Lama & Fujão, no meu aquário
Redação DM
Publicado em 29 de março de 2022 às 16:03 | Atualizado há 4 anos
Chegados recentemente a minha casa, passaram por um período de adaptação em água salobra. Eles são peixes africanos, andam nas pedras molhadas e comem na minha mão.
É muito interessante ficar observando-os. Com seus olhos grandes e rotatórios, eles enxergam dentro e fora d’água. Trafegam por todo o grande recipiente, moldado e adaptado para eles. Apenas metade do vidro está cheio. Plantas e areia. Muitos esconderijos e vários participantes. Todos da mesma espécie, adoram se mostrar.
Lama é mais discreta e ao mesmo tempo ousada. Sobe no vidro com suas nadadeiras (ou patinhas?) e salta rápido na sua bacia salgada. E lá fica observando os demais em cima de uma pedra preta, a qual escala com facilidade.
Fujão é um atleta. Forte, elástico. Come a artêmia salina como se fosse a última refeição de sua vida. É um pouco maior do que Lama. E não tem medo de nada. Posso chegar com a mão e até tocá-lo. Ou mesmo filmá-lo e fotografá-lo, coisas que ele adora.
Não há como não fazer um paralelo com um programa de TV de grande audiência. É o mesmo aquário festivo. Cheio de personagens extremamente narcísicos. Uns são Lama e outros Fujões.
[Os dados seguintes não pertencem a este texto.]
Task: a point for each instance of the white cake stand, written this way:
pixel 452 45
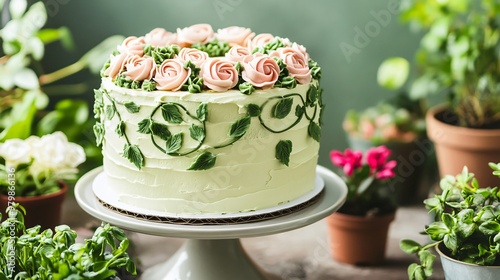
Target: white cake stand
pixel 214 252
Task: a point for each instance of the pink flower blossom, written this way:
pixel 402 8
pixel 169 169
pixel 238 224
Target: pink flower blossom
pixel 349 160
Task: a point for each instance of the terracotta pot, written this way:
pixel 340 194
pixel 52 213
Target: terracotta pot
pixel 414 171
pixel 458 270
pixel 458 146
pixel 358 240
pixel 43 210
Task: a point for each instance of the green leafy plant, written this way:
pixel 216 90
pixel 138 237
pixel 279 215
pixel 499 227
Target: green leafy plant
pixel 395 119
pixel 29 253
pixel 25 87
pixel 467 223
pixel 458 56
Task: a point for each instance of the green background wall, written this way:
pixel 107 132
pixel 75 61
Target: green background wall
pixel 349 38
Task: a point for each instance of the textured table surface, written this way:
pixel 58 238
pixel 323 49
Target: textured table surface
pixel 298 254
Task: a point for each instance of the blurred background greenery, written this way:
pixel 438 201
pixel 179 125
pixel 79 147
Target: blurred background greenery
pixel 348 38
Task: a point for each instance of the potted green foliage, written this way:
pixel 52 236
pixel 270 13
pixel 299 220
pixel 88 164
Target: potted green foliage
pixel 465 231
pixel 29 253
pixel 370 206
pixel 458 58
pixel 35 172
pixel 398 123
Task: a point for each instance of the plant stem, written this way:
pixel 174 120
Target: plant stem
pixel 62 73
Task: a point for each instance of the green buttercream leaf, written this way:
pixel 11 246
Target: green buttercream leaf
pixel 197 133
pixel 132 107
pixel 174 143
pixel 246 88
pixel 314 130
pixel 202 112
pixel 120 128
pixel 282 108
pixel 213 48
pixel 99 133
pixel 299 111
pixel 204 161
pixel 283 151
pixel 253 110
pixel 148 85
pixel 109 111
pixel 312 95
pixel 171 113
pixel 134 155
pixel 144 126
pixel 160 130
pixel 240 127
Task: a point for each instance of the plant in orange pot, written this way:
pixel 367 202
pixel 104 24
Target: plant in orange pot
pixel 34 173
pixel 358 231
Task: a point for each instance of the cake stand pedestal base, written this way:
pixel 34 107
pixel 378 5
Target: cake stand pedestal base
pixel 213 252
pixel 208 260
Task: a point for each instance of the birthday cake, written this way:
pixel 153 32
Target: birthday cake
pixel 197 121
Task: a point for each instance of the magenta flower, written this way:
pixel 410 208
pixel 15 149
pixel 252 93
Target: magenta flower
pixel 349 160
pixel 377 157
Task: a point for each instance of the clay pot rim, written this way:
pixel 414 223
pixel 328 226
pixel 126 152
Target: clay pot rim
pixel 444 255
pixel 432 120
pixel 61 191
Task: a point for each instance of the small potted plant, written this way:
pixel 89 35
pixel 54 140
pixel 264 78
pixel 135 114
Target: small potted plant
pixel 34 172
pixel 29 253
pixel 458 58
pixel 397 123
pixel 465 231
pixel 370 206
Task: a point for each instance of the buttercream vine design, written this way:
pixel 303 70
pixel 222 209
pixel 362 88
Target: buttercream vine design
pixel 197 59
pixel 168 114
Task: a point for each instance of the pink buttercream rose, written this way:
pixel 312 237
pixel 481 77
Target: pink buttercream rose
pixel 235 35
pixel 116 65
pixel 219 74
pixel 198 33
pixel 197 57
pixel 296 64
pixel 139 68
pixel 237 53
pixel 132 45
pixel 160 37
pixel 171 75
pixel 260 70
pixel 260 40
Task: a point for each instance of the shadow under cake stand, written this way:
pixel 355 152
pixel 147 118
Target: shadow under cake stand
pixel 214 251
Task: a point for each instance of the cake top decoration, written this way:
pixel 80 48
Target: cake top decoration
pixel 197 59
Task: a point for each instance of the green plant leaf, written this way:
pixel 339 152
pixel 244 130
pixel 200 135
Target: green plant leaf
pixel 134 155
pixel 171 113
pixel 109 111
pixel 95 58
pixel 132 107
pixel 202 112
pixel 240 127
pixel 197 133
pixel 144 126
pixel 314 130
pixel 204 161
pixel 253 110
pixel 409 246
pixel 283 151
pixel 174 143
pixel 282 108
pixel 120 128
pixel 160 130
pixel 393 73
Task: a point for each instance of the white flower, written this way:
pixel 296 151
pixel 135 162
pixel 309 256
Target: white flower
pixel 54 153
pixel 15 152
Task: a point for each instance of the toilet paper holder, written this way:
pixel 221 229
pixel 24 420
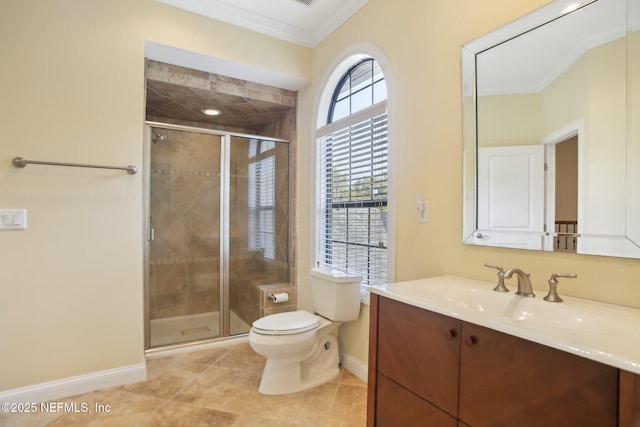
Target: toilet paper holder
pixel 279 297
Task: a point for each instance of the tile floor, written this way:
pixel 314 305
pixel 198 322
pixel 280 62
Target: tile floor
pixel 215 387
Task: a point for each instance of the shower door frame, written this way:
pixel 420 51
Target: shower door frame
pixel 225 157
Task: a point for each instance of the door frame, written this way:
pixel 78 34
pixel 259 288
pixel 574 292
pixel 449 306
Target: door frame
pixel 575 128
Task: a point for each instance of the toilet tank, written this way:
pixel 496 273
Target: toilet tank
pixel 336 295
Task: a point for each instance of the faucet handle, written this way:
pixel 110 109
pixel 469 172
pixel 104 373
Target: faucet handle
pixel 500 287
pixel 553 283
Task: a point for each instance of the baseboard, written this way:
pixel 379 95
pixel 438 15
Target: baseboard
pixel 197 346
pixel 355 366
pixel 72 386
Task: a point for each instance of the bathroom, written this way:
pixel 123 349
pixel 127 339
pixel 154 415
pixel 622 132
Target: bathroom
pixel 73 283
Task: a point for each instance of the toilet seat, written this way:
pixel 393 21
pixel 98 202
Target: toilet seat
pixel 289 323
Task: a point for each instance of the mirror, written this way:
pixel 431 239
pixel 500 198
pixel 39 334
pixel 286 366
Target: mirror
pixel 551 135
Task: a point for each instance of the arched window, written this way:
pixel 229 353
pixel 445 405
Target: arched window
pixel 352 176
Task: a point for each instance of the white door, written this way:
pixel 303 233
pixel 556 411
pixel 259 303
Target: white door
pixel 511 196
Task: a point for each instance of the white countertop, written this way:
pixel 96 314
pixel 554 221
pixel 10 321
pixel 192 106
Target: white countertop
pixel 606 333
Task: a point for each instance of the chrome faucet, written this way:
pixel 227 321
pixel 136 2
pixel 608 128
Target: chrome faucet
pixel 553 283
pixel 524 284
pixel 500 287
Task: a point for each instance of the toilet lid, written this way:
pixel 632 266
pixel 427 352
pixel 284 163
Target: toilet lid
pixel 292 322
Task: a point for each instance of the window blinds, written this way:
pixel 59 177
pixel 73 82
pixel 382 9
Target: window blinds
pixel 262 180
pixel 353 198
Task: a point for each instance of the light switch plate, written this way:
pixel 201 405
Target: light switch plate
pixel 13 219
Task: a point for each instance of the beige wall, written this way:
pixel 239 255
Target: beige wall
pixel 72 85
pixel 421 41
pixel 73 90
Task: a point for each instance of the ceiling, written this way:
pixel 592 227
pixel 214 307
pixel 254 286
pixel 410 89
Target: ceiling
pixel 304 22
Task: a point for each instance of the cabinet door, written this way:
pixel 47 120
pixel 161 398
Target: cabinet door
pixel 508 381
pixel 397 406
pixel 421 351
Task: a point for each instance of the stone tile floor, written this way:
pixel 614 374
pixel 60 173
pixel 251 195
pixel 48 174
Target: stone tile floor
pixel 215 387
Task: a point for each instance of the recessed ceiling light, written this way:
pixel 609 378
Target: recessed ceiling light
pixel 570 8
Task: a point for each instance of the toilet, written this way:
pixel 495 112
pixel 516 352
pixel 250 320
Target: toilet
pixel 301 348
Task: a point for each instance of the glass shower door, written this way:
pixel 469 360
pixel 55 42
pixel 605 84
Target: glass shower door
pixel 258 234
pixel 183 290
pixel 218 232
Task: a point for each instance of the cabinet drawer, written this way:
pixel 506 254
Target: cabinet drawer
pixel 396 406
pixel 508 381
pixel 420 350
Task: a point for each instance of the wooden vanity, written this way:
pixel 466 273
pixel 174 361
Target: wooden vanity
pixel 431 369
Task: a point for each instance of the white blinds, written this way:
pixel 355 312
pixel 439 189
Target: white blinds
pixel 262 180
pixel 353 198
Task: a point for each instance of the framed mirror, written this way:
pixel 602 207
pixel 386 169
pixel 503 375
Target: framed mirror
pixel 551 131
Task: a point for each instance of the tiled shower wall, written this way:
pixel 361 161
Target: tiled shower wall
pixel 186 281
pixel 185 253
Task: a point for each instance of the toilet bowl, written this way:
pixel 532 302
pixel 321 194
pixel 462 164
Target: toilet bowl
pixel 301 348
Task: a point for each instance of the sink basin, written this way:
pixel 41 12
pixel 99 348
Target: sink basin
pixel 598 331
Muito rasos em suas colocações e comportamentos, assim como meus peixinhos recém-chegados. Fica a impressão de que faltam peixes normais. Apenas as exceções seguem a regra da casa.
Há uma exagerada politização comportamental, uma tremenda necessidade de gritar. – Oi, olhem para mim, estou aqui! Nem sei mais se estou escrevendo sobre o programa ou sobre os novos moradores…
Essa capacidade de transitar em dois mundos, o aquático e o terrestre, parece ser agora uma necessidade vital. Mergulhar no mundo virtual, das redes socias e descobrir o que é ser “cancelado” e receber milhares de “likes” e ter também milhares de seguidores. Isso importa demais. O mundo terrestre, onde se vive realmente, come, ama e conversa olhando nos olhos, está em decadência. Assim como imagens espontâneas e simplesmente estar… triste. Falta autenticidade. Ou será que todo o mundo segue o mesmo padrão de vestimenta, cabelo e fala? Ou será que todo mundo está diuturnamente alegre, quiçá em êxtase?
Então resolvi filmar os peixinhos sem a minha presença. Percebi que eles mudam. Ficam mais calmos. É como se a plateia os alimentasse. Como se precisassem serem vistos para terem aquele comportamento mais exótico. Mais forçado.
Então deixei a comidinha deles num isopor. Em um outro ambiente, fazendo com que eles tivessem a premência de se deslocarem. Onde o mergulho seria apenas o estritamente necessário. E não é que deu certo? Agora interagem um com o outro. Lama e Fujão. Já não mais se sujam com palavras ao léu e nem escapam de problemas que por ventura tenham que enfrentar.
Talvez eu comece a dar livros para eles. Onde está o real conhecimento. E não a imagem falada de um clique. Talvez eles deixem de ser plantonistas de redes socais. E criem um grupo coeso de peixes e vivam num cardume bacana e próspero. Nas duas esferas. Real e imaginária. Onde possam chorar e ter prazer, sem se exporem.